The boundary between code execution and denial of service often comes down to a single parameter in the crafted file. The same root cause, the same code path, but one set of dimensions gives you a controllable 2 MB overshoot while another gives you an uncontrollable 4 GB fault.

This Bug Class in the Wild

In August 2025, Apple patched CVE-2025-43300 — a heap out-of-bounds write in ImageIO's RawCamera codec. A crafted DNG image with mismatched metadata (TIFF SamplesPerPixel disagreeing with the JPEG SOF3 component count) caused the allocation to be sized for one geometry while the decode loop wrote for another. Pattern A.

The bug was chained with a WhatsApp authorization flaw (CVE-2025-55177) for zero-click delivery. The crafted image reached ImageIO during thumbnail generation. No tap, no preview, no user decision — just a message arriving on the device. The attack targeted fewer than 200 individuals.

The underlying bug class — a metadata disagreement causing an allocation/decode mismatch in a vendor-specific codec — is the same pattern that keeps appearing across codebases. The specific codec was custom. The vulnerability pattern was not.

The delivery mechanism changes — iMessage, WhatsApp, email, AirDrop — but the code execution primitive is always the same: a media parser trusting two independent authorities that disagree.

What Defenders Should Know

If you maintain a media parsing codebase:

Use checked arithmetic for every dimension multiplication. __builtin_mul_overflow, SafeInt, or equivalent. Don't rely on C integer promotion to do the right thing — it won't.

Match integer widths in cross-checks. If one side of a comparison is 64-bit, the other must be too. A mixed-width comparison with sign extension is worse than no check at all, because it creates a false sense of safety.

Bound the decode loop from both directions. Check input bytes remaining AND output bytes remaining on every iteration. The output check alone doesn't prevent OOB reads. The input check alone doesn't prevent OOB writes.

Audit subclass allocations separately from the base class. The framework may provide checked arithmetic helpers. That doesn't mean every codec subclass uses them.

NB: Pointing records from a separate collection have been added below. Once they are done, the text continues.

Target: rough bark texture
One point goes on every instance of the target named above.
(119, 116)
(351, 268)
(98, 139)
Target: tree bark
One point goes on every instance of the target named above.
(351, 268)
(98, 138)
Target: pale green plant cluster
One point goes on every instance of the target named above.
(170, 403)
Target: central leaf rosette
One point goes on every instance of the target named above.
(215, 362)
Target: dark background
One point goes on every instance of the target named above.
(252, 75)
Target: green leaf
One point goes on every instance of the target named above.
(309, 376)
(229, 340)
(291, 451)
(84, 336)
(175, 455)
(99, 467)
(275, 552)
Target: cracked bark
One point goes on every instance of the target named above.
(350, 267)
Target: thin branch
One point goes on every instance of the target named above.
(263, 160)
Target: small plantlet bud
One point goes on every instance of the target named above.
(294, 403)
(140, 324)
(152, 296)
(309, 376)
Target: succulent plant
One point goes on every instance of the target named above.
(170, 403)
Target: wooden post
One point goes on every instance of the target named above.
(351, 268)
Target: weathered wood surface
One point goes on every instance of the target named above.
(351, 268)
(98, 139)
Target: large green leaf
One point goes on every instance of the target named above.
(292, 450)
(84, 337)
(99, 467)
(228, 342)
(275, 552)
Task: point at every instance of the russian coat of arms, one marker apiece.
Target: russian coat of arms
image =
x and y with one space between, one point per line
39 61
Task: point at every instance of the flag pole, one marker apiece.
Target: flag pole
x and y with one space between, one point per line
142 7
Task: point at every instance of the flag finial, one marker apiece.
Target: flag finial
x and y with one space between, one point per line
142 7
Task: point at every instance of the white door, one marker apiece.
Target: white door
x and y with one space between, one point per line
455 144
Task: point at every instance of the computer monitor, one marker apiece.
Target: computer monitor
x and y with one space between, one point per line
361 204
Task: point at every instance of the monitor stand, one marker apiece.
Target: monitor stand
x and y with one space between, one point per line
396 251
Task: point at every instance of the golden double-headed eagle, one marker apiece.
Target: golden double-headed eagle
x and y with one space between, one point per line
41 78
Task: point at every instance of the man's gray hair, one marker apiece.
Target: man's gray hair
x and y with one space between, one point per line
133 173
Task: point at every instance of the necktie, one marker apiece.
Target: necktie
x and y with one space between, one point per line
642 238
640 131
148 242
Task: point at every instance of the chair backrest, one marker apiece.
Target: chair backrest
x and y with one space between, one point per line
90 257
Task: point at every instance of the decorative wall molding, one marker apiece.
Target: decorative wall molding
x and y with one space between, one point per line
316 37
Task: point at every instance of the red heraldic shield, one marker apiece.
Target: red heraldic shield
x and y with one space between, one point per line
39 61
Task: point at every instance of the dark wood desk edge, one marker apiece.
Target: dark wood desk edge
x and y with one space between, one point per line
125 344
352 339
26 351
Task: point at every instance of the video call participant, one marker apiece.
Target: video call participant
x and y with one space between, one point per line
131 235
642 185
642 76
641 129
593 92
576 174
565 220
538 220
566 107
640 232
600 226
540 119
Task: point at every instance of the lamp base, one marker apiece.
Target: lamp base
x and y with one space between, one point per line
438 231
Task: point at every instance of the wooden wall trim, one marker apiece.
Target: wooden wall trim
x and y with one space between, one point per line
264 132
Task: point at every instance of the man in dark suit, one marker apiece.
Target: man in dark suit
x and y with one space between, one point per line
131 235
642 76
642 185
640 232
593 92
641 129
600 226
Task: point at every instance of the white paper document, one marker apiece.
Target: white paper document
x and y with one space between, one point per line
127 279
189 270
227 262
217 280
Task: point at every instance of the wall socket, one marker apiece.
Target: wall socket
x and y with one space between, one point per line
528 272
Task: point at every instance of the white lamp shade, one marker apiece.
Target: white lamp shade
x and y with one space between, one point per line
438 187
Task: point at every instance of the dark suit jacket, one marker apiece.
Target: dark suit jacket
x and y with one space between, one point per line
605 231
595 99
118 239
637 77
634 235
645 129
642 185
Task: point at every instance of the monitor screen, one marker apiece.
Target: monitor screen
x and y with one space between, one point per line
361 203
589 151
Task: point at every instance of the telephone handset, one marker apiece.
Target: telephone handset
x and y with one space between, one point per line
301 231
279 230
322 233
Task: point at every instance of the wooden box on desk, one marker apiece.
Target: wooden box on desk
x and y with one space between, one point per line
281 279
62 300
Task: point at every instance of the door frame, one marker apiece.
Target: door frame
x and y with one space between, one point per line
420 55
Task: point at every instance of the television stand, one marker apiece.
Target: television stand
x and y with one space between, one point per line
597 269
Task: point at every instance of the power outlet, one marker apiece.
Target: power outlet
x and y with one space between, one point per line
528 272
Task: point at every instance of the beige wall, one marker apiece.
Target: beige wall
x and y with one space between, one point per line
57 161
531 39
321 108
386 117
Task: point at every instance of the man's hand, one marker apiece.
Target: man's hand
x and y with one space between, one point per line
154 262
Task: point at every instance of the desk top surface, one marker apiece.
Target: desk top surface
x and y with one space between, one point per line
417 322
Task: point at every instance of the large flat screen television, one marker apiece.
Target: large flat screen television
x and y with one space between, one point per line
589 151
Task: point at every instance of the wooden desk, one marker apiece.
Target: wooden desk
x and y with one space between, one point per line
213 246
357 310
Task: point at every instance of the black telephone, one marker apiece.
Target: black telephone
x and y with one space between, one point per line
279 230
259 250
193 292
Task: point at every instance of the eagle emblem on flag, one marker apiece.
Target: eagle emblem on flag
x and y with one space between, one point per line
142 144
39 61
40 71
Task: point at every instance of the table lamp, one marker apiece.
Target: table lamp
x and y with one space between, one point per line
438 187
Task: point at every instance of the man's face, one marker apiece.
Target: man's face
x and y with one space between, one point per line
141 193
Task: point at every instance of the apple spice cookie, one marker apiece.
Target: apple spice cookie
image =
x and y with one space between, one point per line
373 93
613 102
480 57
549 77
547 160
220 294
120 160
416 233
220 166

Block compression types you haven't audited. A whitelist of known-safe codecs is more valuable than trying to harden every possible decompression path. I've seen whitelists that exist specifically to block known-vulnerable legacy codecs — the blocked types have bugs; the whitelist is the mitigation.

Closing Thought

Decompression loops are one of the oldest bug classes in software security. We've been finding integer overflows in image parsers for decades. And yet, in 2026, I'm still finding them — not in abandoned legacy code, but in actively-maintained, hardened, security-reviewed codebases on shipping platforms.

The reason is structural. Every new codec, every new vendor-specific compression scheme, every new container format creates a fresh decompression loop. The defenses don't inherit. They have to be re-implemented in every new inner loop. And the inner loop is where developers optimize for performance and cut safety margins.

The bug class is old. The instances are new every year.